Function type in TorchScript

I’d like to parametrize my torch.jit.script'ed function with a function argument, i.e. whether a Forward-Backward algorithm should use lambda x: torch.max(x, dim = dim).values or torch.logsumexp(x, dim = dim). When I pass it as lambda, TorchScript complains that I’m calling a tensor-typed value which happens because it types the argument as Tensor (despite the fact that it’s initialized to a lambda by default).

Is there any way to tell TorchScript to type a value as a Callable?

Is it possible to template a TorchScript function by an external callable values via some other mechanism?

Should I create an issue about this on GitHub?

TorchScript currently doesn’t support callables as values (we’re working on supporting it in the coming months). The compiler doesn’t look at the default values at all since it’s not always possible to recover a full type from the default, so if types aren’t specified it just assumes everything is a Tensor. To specify otherwise, you can use Python 3 type hints or mypy style type comments (details).

Function attributes on modules is the closest you can get at the moment, so something like

def my_fn(x, some_callable):
    return some_callable(x + 10)

would have to be changed something like to

class M(nn.Module):
    def __init__(self, some_callable):
        self.some_callable = some_callable
    
    def forward(self, x):
        return self.some_callable(x + 10)

torch.jit.script(M(the_function))
torch.jit.script(M(some_other_function))

This still has some big unfortunate limitations.

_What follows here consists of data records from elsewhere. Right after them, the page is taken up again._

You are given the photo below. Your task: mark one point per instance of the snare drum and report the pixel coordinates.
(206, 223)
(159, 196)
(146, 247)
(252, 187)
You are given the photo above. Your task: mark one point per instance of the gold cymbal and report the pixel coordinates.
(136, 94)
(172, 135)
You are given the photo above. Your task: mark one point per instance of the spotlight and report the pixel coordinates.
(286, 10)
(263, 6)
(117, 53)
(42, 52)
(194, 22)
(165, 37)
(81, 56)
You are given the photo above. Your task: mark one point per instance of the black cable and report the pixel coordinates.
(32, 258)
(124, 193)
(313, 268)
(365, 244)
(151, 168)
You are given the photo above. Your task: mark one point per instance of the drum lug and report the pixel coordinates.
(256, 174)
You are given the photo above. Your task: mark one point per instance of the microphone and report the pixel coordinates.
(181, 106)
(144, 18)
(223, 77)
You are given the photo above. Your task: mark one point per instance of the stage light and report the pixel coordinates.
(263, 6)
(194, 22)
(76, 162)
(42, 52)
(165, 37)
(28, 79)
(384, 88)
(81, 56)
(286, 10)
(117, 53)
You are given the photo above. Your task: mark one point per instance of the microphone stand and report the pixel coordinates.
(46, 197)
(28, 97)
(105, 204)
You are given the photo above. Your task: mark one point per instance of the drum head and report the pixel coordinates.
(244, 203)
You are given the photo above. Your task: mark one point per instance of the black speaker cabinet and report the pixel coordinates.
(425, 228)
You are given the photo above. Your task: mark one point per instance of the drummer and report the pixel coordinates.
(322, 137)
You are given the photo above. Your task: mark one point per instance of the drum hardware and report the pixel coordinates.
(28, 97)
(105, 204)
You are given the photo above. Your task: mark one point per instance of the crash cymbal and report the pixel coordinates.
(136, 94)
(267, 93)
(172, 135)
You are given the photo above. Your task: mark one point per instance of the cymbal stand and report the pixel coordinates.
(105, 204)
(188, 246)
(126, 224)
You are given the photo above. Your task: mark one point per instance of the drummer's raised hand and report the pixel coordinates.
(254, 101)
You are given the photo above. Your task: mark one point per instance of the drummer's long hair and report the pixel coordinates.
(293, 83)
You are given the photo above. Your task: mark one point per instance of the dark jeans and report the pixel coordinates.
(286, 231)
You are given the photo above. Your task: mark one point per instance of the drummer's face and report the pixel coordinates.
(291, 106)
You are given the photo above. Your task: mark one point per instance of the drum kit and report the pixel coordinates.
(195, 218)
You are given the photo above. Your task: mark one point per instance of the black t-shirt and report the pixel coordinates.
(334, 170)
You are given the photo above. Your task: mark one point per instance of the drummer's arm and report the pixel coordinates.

You can’t store some callables in a ModuleList or a ModuleDict and index that, because TorchScript sees them as modules and cannot subscript them.

In my use case a function complied by torch.jit.scripts decorator is about 30% faster which is very nice performance boost! But I need to give up on its flexibility and freeze the function used as an argument to the decorated function (which is OK for when it comes to deployment where such flexibility is not needed as opposed to running many different experiments in development phase).

So +1 from me to enable Callable as an argument when using torch.jit.scripts so that it can be directly used without any extra effort like in the solution proposed.